If a judge's private key were compromised there are solutions. Treat the judge as an intermediary CA cert (I'm assuming there would be an actual root somewhere) that issues individual certs per warrant. The software on the phone (which holds the ability to decrypt the data) then verifies the entire chain of trust. If the signature appears correct and everything validates, but the certificate revocation list is too old/can't be updated, maybe it enters some kind of lock mode that only the carrier/manufacturer can unlock. But it gives the LEO nothing and prevents the user from deleting data.
All accesses must be logged. This way we can see what warrants have been executed and can track to see if they match what the judge has issued. Any discrepancy can lead to cert revocation.
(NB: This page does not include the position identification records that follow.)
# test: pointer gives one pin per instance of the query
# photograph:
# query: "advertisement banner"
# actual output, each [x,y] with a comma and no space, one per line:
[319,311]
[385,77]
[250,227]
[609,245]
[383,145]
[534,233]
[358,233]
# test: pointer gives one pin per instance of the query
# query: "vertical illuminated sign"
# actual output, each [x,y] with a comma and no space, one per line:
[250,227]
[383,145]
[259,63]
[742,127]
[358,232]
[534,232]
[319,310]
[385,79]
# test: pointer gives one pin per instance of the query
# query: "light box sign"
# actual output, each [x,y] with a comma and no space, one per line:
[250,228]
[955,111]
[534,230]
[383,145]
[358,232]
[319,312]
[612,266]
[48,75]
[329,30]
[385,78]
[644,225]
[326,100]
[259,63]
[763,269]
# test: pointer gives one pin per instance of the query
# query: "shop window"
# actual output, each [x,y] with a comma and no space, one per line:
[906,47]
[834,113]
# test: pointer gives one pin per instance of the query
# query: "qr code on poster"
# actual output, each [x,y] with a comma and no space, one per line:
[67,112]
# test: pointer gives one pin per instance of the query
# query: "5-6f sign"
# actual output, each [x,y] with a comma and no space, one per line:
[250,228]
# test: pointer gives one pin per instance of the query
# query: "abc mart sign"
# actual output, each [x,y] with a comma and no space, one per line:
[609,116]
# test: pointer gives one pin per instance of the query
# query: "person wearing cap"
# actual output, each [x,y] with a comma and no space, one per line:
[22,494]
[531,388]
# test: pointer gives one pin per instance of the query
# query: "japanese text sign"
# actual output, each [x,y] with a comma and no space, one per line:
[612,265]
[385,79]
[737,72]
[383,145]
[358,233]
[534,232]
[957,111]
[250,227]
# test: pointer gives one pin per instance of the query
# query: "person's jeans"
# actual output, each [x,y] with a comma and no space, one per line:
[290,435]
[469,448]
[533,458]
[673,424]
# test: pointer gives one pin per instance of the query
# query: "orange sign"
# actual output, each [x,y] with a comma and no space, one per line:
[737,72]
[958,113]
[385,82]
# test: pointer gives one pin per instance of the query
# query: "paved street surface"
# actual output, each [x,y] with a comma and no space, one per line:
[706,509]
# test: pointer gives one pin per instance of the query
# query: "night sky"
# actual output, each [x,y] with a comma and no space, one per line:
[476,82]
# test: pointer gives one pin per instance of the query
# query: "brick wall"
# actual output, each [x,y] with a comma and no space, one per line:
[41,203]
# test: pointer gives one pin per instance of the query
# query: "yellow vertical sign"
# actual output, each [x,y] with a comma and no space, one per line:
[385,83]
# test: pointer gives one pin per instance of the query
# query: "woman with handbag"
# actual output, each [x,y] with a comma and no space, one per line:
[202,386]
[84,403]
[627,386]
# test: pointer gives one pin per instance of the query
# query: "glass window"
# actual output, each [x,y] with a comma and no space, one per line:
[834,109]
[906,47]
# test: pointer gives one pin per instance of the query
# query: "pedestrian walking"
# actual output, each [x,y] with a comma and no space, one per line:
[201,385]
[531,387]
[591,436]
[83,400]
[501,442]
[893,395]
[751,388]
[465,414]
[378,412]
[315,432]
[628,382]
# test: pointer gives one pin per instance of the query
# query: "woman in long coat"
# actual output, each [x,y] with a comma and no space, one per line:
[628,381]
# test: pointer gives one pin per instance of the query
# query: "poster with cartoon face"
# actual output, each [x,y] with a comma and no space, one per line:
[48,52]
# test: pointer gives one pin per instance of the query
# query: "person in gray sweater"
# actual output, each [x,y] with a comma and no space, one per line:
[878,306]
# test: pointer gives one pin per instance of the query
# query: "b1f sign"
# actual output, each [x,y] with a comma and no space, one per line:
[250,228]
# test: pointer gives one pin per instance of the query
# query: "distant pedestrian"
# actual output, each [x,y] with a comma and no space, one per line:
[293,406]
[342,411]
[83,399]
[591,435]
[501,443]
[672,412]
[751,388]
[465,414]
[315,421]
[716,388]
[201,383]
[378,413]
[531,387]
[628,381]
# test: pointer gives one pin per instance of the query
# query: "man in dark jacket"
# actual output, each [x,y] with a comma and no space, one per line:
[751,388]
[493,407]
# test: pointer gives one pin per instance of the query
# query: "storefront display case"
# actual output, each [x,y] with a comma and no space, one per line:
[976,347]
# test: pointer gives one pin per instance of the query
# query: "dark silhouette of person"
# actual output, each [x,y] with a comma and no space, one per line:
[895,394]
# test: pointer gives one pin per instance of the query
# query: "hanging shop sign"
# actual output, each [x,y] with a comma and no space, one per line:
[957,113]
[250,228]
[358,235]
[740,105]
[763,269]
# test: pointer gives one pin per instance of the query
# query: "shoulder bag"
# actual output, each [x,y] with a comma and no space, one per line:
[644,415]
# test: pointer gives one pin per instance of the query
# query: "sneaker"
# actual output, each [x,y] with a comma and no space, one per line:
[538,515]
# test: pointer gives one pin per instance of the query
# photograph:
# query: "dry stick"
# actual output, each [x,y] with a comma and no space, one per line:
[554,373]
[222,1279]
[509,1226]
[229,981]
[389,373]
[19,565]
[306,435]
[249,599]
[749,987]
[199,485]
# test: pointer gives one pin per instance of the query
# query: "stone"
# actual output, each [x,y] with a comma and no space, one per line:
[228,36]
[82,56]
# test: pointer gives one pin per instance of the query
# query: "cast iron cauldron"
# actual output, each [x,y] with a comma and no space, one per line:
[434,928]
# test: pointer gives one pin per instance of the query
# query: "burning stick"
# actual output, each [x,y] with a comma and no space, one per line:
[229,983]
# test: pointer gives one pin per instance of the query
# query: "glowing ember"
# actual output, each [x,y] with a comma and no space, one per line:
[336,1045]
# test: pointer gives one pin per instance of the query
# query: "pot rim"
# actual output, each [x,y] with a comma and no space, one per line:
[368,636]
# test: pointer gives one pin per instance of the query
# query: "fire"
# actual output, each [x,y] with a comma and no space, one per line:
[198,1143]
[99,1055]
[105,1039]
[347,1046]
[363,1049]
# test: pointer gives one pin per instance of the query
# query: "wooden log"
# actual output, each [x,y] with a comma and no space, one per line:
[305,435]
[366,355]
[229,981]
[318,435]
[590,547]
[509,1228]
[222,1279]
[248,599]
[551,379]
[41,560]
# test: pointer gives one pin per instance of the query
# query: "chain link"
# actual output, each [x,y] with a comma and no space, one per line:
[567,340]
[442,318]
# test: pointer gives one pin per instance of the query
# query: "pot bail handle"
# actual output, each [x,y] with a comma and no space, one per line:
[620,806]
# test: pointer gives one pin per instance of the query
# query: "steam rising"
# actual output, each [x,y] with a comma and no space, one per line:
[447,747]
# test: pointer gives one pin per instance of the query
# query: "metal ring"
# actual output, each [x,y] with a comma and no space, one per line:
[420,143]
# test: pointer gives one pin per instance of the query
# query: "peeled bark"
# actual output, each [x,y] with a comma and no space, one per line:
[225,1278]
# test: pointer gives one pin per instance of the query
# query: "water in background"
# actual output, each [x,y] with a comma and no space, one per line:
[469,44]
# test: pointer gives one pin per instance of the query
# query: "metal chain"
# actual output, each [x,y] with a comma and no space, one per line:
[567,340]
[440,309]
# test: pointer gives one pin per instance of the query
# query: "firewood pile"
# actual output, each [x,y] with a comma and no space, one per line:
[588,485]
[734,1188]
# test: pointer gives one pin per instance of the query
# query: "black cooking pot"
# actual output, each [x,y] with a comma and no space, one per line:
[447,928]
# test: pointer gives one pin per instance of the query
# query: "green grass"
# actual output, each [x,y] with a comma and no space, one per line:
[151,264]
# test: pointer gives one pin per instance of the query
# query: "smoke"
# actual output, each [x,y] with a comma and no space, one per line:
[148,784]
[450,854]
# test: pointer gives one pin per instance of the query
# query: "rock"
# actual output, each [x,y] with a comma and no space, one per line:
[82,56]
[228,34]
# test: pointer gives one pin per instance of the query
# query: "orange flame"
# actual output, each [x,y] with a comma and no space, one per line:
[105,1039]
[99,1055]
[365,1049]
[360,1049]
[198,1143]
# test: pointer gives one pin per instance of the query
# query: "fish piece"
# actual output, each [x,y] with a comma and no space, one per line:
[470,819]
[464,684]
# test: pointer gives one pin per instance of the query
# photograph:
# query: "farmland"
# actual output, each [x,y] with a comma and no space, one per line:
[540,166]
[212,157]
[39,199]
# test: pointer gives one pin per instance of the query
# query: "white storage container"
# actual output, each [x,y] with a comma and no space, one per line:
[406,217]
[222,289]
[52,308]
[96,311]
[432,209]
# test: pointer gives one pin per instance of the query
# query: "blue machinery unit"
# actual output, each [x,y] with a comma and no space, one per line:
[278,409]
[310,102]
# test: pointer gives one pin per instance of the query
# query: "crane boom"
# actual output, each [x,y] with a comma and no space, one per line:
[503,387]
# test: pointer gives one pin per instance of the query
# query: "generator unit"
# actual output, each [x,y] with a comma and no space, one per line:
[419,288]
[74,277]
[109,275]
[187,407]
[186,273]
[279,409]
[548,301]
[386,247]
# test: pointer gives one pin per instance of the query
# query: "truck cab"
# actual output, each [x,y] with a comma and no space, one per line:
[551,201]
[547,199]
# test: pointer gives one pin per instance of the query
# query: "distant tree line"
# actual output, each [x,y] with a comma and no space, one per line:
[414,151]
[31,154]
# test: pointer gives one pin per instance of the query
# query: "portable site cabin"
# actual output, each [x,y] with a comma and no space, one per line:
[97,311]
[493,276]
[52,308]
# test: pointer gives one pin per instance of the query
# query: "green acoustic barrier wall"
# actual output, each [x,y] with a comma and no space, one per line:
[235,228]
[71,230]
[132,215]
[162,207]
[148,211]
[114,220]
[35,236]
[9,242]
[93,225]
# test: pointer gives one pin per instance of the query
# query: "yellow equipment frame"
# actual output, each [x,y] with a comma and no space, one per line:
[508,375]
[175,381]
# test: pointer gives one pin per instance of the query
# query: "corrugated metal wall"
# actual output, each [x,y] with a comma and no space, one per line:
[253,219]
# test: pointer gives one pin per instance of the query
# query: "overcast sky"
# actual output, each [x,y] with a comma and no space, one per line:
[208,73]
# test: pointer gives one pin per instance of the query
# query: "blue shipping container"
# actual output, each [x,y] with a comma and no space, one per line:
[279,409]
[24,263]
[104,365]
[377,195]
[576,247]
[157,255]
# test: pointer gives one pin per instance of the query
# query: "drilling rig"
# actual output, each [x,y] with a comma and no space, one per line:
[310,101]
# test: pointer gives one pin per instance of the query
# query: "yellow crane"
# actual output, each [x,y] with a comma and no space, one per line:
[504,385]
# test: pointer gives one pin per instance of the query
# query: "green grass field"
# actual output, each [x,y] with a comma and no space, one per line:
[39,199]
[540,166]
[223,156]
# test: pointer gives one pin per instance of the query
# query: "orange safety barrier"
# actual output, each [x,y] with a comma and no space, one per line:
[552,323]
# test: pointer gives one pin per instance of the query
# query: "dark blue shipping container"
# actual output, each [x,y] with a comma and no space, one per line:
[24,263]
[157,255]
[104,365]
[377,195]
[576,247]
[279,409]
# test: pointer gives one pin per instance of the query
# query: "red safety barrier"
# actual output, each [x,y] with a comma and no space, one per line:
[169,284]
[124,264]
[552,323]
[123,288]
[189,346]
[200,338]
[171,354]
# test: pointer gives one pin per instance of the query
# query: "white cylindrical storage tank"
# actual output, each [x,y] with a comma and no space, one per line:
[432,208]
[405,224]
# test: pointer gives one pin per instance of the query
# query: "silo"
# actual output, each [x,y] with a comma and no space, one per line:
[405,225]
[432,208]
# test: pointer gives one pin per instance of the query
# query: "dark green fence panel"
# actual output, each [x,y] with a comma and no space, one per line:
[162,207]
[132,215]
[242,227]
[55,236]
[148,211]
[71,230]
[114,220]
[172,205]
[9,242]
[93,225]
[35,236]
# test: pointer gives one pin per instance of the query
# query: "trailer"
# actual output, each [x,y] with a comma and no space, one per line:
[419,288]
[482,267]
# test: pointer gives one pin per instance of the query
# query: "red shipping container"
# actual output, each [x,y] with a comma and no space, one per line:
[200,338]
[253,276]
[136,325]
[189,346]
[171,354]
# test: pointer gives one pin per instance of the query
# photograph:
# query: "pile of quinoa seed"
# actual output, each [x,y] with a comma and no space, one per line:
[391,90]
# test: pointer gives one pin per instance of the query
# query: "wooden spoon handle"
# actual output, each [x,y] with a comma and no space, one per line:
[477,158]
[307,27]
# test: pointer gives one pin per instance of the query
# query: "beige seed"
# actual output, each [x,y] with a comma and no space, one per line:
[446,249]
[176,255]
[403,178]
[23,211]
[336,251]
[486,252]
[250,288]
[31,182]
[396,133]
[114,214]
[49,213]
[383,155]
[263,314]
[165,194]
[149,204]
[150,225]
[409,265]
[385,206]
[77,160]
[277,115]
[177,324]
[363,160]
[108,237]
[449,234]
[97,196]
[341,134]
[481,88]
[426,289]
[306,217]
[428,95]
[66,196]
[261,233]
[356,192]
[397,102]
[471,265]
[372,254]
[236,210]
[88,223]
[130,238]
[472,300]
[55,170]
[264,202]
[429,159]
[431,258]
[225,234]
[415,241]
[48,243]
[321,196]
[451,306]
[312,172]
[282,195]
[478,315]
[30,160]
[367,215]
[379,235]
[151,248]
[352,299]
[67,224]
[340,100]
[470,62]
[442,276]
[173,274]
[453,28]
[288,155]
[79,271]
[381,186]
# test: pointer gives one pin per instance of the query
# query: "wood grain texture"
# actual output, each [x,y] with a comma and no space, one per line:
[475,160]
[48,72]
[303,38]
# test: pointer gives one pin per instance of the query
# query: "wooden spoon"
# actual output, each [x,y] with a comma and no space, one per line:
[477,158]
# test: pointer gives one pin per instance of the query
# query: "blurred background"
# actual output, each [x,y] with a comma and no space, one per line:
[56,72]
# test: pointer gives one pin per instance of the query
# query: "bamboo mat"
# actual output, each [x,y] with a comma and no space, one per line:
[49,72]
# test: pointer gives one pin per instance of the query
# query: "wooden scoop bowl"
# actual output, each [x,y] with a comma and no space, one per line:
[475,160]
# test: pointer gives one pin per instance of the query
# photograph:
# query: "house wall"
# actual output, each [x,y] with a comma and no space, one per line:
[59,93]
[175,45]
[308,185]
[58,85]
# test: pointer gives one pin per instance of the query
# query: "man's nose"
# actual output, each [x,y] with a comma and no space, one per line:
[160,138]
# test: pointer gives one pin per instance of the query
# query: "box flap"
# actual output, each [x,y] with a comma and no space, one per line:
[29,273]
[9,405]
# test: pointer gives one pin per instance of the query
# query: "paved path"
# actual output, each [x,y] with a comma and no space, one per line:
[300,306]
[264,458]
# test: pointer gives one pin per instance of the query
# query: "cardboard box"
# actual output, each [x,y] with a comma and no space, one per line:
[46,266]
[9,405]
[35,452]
And the phone knows what time it is because...?
All an attacker has to do is put the phone in a Faraday cage and spoof the cell time while the cert is stolen. trivial.
If a judge's private key were compromised there are solutions. Treat the judge as an intermediary CA cert (I'm assuming there would be an actual root somewhere) that issues individual certs per warrant. The software on the phone (which holds the ability to decrypt the data) then verifies the entire chain of trust. If the signature appears correct and everything validates, but the certificate revocation list is too old/can't be updated, maybe it enters some kind of lock mode that only the carrier/manufacturer can unlock. But it gives the LEO nothing and prevents the user from deleting data.
All accesses must be logged. This way we can see what warrants have been executed and can track to see if they match what the judge has issued. Any discrepancy can lead to cert revocation.